Toleriere keine geschlossenen Türen. Um die Türen zu öffnen, kann man entweder daran kratzen oder dagegen schlagen. Sobald die Tür geöffnet wird, darf man selbstverständlich nicht durchgehen.
Nachdem du befohlen hast, dass eine nach draußen führende Tür für dich geöffnet wird, stehe auf der Schwelle, halb innen und halb außen, und fange an, über alles Mögliche nachzudenken. Das ist vor allem wichtig, wenn es entweder sehr kalt oder sehr heiß ist und während der Schnaken-Hochsaison.

Waschtag

Setze dich niemals in den Waschkorb mit dreckiger Wäsche, bis alles sauber ist und vielleicht sogar warm vom Trockner. Dies ist sehr wichtig, vor allem bei Handtüchern.
Hilf stets beim Wäschezusammenlegen. Zeige es den Leuten, wenn sie es deiner Meinung nach nicht richtig gemacht haben, indem du die Wäsche durch die Gegend ziehst.

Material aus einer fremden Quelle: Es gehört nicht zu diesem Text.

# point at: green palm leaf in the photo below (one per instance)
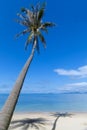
(48, 24)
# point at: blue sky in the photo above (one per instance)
(63, 65)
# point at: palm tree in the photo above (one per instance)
(32, 20)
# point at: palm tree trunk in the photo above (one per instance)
(9, 107)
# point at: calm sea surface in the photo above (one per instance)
(49, 102)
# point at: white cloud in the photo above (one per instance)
(79, 72)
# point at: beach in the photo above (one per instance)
(49, 121)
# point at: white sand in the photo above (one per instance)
(46, 121)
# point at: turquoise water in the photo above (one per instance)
(49, 102)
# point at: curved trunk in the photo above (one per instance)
(8, 109)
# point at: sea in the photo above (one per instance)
(49, 102)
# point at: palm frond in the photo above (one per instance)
(22, 22)
(48, 24)
(22, 33)
(28, 13)
(41, 12)
(44, 29)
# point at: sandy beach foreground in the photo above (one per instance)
(49, 121)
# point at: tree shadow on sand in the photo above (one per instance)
(25, 124)
(58, 115)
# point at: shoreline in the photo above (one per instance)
(47, 121)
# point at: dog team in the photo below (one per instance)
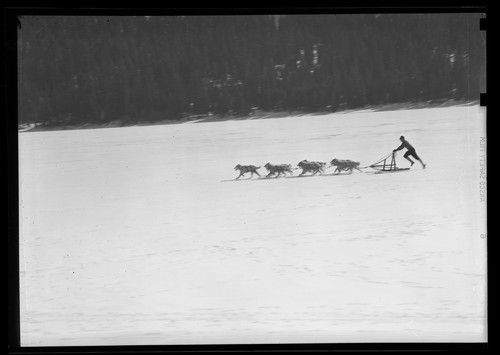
(307, 166)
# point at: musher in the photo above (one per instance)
(410, 152)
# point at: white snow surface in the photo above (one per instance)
(140, 235)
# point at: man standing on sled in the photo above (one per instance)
(410, 152)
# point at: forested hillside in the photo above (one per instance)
(96, 69)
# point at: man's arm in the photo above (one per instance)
(400, 147)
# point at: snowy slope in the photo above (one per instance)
(139, 235)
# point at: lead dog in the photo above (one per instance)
(345, 165)
(313, 166)
(278, 169)
(247, 169)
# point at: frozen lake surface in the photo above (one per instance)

Hilf stets beim Bettenmachen. Laken und Bettbezüge müssen angegriffen und gebissen werden, um sie gefügig zu machen.

Zusammenleben mit Menschen

Als allgemeine Regel gilt, dass man sich immer zu dem Menschen setzt, der beschäftigt ist und nicht zu dem, der im Moment nichts tut. Liest einer deiner Menschen ein Buch oder eine Zeitung, versuche immer, dich darauf zu setzen. Wenn das nicht möglich ist, so setze dich zwischen Buch und Gesicht.
Falls dein Mensch strickt, setze dich ganz brav auf seinen Schoß. Vergiss aber nicht, ab und zu die Stricknadeln anzugreifen.

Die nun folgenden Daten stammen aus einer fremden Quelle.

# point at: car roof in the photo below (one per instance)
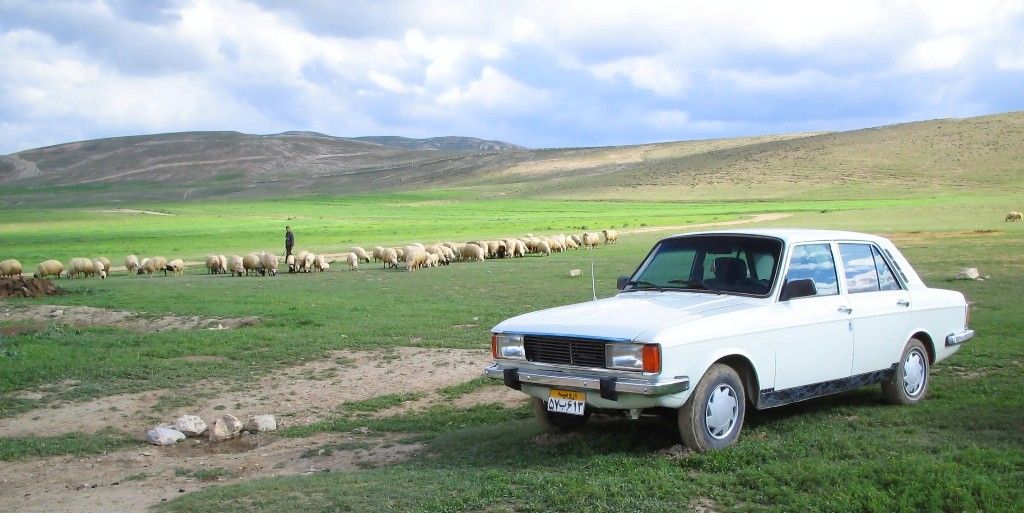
(791, 236)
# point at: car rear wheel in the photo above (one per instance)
(909, 383)
(713, 416)
(557, 422)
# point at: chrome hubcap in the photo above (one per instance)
(722, 412)
(914, 370)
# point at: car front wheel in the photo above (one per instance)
(713, 416)
(553, 421)
(909, 383)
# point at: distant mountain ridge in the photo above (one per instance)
(928, 157)
(452, 143)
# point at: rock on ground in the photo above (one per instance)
(261, 423)
(968, 273)
(225, 427)
(164, 436)
(190, 425)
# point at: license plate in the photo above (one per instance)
(566, 401)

Wenn deine Menschen beim Briefschreiben oder ähnlichem sind, setze dich immer auf die Papiere, auf denen sie gerade schreiben. Wenn sie dich herunterheben, beobachte sie mit trauriger Miene.

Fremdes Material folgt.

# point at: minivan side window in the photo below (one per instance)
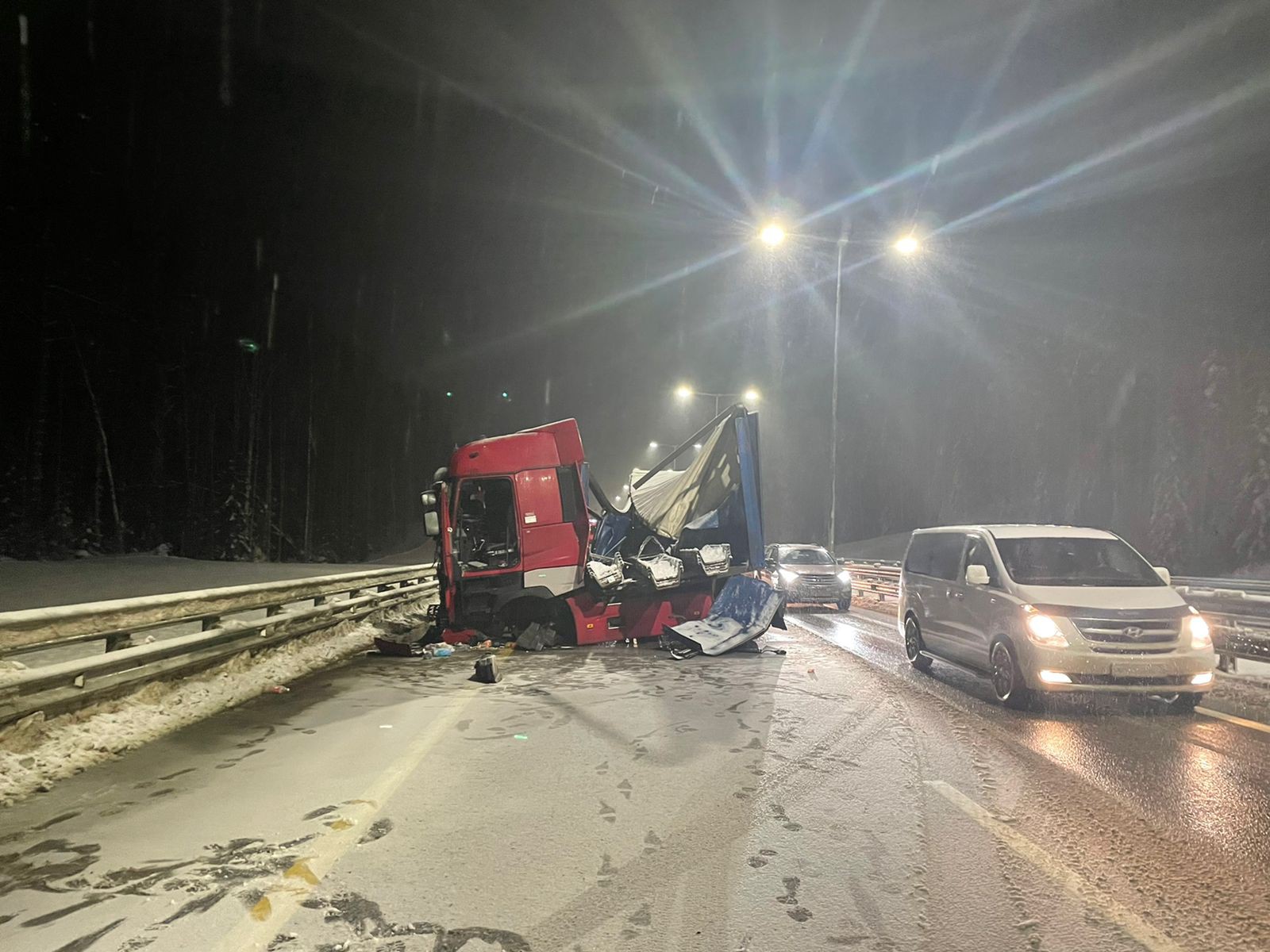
(937, 554)
(979, 554)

Pass gut auf, ob vielleicht mit Tinte geschrieben wird. Sobald du noch feuchte Tinte auf Papier siehst, setze dich drauf.
Nach dem zweiten Hinunterheben musst du anfangen, Kugelschreiber und Bleistifte vom Tisch zu werfen, aber einzeln bitte.
Auch Schreibmaschinen sollte der Mensch nicht alleine bedienen müssen. Setze dich auf den Schoß deines Menschen und versuche, die Typen zu fangen. Wenn es an der Zeit ist, Papier zu beißen, dann warte, bis der Mensch ein perfekt getipptes Blatt aus der Maschine zieht.
Noch schöner sind Computer. Warte, bis das Telefon klingelt und der Mensch den Computer verlässt, und spiele "Katze auf der Tastatur". Du wirst staunen, was du alles auf dem Bildschirm sehen kannst.
Denke daran, dass eine erfolgreiche Katze immer gut ausgeruht ist: Schlafe deshalb fast den ganzen Tag, damit du nachts um 3 Uhr fit bist, um auf dem Bett Bergsteigen oder Mäusefangen zu spielen.